Settling the wartime labor disputeNational Assembly speaker Moon Hee-sang’s proposed package to solve the conflict over the wartime labor issue with Japan by creating a joint fund from donations from governments, companies and people of the two countries to repair the surviving victims and their families has gained ground.
He plans to motion the bill next week, proposing to elevate the status of the 2014 foundation for wartime labor victims and enhance the fund with the 6 billion won ($5 million) remainder of a now-defunct reconciliatory foundation of Korea and Japan to compensate the so-called comfort women. The design is to pool a maximum 300 billion won to pay 200 million won each to 1,500 survivors. An extra 500 have been counted in to the 990 plaintiffs who had beaten Japanese companies in the Supreme Court or whose cases are pending.

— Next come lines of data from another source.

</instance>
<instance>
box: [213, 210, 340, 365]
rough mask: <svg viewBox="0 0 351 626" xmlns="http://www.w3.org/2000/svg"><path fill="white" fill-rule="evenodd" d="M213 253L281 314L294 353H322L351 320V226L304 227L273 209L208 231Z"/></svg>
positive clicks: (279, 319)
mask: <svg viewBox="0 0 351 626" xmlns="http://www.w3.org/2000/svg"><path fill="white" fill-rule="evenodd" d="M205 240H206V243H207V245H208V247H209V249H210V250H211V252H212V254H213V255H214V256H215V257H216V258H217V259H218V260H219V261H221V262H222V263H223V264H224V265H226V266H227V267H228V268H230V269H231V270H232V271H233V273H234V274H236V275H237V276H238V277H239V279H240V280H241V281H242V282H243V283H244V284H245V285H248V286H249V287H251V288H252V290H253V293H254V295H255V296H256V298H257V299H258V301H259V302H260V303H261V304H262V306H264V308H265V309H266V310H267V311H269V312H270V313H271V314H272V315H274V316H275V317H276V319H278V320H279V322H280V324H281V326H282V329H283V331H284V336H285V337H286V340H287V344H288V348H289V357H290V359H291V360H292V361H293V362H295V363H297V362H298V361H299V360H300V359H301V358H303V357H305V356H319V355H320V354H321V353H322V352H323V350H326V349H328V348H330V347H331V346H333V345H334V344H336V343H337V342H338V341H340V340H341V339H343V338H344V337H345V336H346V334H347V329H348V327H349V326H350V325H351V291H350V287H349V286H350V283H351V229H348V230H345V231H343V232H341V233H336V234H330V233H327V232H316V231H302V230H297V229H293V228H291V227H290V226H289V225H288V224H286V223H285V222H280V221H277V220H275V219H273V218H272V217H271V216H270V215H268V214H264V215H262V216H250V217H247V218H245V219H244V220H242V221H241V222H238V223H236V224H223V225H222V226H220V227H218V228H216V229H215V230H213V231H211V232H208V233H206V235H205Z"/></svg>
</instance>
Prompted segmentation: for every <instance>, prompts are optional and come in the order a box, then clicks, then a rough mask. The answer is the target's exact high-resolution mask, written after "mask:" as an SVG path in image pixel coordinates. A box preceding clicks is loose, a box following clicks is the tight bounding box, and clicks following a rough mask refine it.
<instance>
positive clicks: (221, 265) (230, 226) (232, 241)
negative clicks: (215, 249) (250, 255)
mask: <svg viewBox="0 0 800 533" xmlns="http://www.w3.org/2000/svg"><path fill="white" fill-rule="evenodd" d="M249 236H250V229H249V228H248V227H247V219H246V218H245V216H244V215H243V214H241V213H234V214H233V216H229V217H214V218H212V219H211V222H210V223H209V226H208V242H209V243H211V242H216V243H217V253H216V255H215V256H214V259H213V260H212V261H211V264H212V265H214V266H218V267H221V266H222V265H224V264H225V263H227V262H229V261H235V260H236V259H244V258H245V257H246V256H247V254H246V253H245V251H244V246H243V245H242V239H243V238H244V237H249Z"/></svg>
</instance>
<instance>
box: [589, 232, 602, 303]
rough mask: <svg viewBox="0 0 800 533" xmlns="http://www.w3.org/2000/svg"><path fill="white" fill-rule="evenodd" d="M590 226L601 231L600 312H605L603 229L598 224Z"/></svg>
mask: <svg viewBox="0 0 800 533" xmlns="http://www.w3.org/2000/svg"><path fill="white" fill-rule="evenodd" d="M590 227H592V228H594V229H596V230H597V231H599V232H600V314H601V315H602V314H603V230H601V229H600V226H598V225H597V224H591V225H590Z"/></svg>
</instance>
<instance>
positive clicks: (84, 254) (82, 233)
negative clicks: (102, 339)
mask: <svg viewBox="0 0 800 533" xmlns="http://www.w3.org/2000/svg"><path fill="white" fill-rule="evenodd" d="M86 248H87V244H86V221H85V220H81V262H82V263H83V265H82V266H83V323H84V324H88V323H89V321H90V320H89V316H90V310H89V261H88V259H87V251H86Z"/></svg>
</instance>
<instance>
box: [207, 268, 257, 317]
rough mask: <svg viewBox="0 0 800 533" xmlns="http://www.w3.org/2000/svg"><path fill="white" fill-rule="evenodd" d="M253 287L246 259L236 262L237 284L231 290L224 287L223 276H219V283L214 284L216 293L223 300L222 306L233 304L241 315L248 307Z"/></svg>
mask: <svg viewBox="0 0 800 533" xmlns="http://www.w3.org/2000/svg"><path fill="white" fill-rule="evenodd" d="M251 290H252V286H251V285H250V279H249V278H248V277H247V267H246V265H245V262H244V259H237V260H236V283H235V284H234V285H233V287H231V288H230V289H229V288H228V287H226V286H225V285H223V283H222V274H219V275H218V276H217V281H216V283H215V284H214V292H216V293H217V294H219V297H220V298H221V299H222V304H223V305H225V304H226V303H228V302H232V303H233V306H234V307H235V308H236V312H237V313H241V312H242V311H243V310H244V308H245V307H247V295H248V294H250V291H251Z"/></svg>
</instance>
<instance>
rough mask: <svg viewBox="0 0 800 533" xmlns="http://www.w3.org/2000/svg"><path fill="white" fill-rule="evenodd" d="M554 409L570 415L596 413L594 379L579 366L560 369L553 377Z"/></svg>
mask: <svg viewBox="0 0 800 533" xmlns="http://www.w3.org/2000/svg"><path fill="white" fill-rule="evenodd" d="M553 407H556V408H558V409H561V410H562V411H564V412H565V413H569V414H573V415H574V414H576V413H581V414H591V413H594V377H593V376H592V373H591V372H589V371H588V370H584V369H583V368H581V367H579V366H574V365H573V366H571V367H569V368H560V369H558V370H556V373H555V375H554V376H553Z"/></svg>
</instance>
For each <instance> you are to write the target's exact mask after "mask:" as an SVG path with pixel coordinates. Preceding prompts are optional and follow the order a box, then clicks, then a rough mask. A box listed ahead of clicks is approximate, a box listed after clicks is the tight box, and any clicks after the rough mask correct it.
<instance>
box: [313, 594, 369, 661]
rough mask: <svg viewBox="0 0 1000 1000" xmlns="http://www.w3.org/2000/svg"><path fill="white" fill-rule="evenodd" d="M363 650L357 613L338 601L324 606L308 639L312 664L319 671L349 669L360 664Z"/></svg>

Japanese media reported that Prime Minister Shinzo Abe responded positively to the idea. The damages will exempt full accountability on the Japanese companies. The two governments could start negotiations to patch the conflict over rulings on wartime labor that deteriorated bilateral ties to their worst since the normalization of their diplomatic relations in 1965.
The first Supreme Court ruling in October last year triggered export curbs from Tokyo in July and Seoul’s announcement to break the Korea-Japan General Security of Military Information Agreement (Gsomia) in August. The traditional tripartite security cooperation among Seoul, Washington and Tokyo, as well as the Korea-U.S. alliance, was shaken as a result.
Seoul avoided the worst by suspending its withdrawal from Gsomia and its complaints filed at the World Trade Organization at the last minute. Tokyo must respond through reversing its export curbs. The truce, however, cannot last unless the fundamental dispute over wartime labor damages is solved.
But it may not be easy to proceed with speaker Moon’s idea. If plaintiffs maintain that they must be indemnified directly from their past Japanese employers, the plan could flop. Activist groups also oppose the proposal that more or less pardons Japanese entities for their wrongdoings through corporate and civilian charity.
Therefore, their understanding must come first. Moreover, victims could stretch to as many as 200,000. The two governments must address the issue with sincerity and eagerness to find the best possible compromise.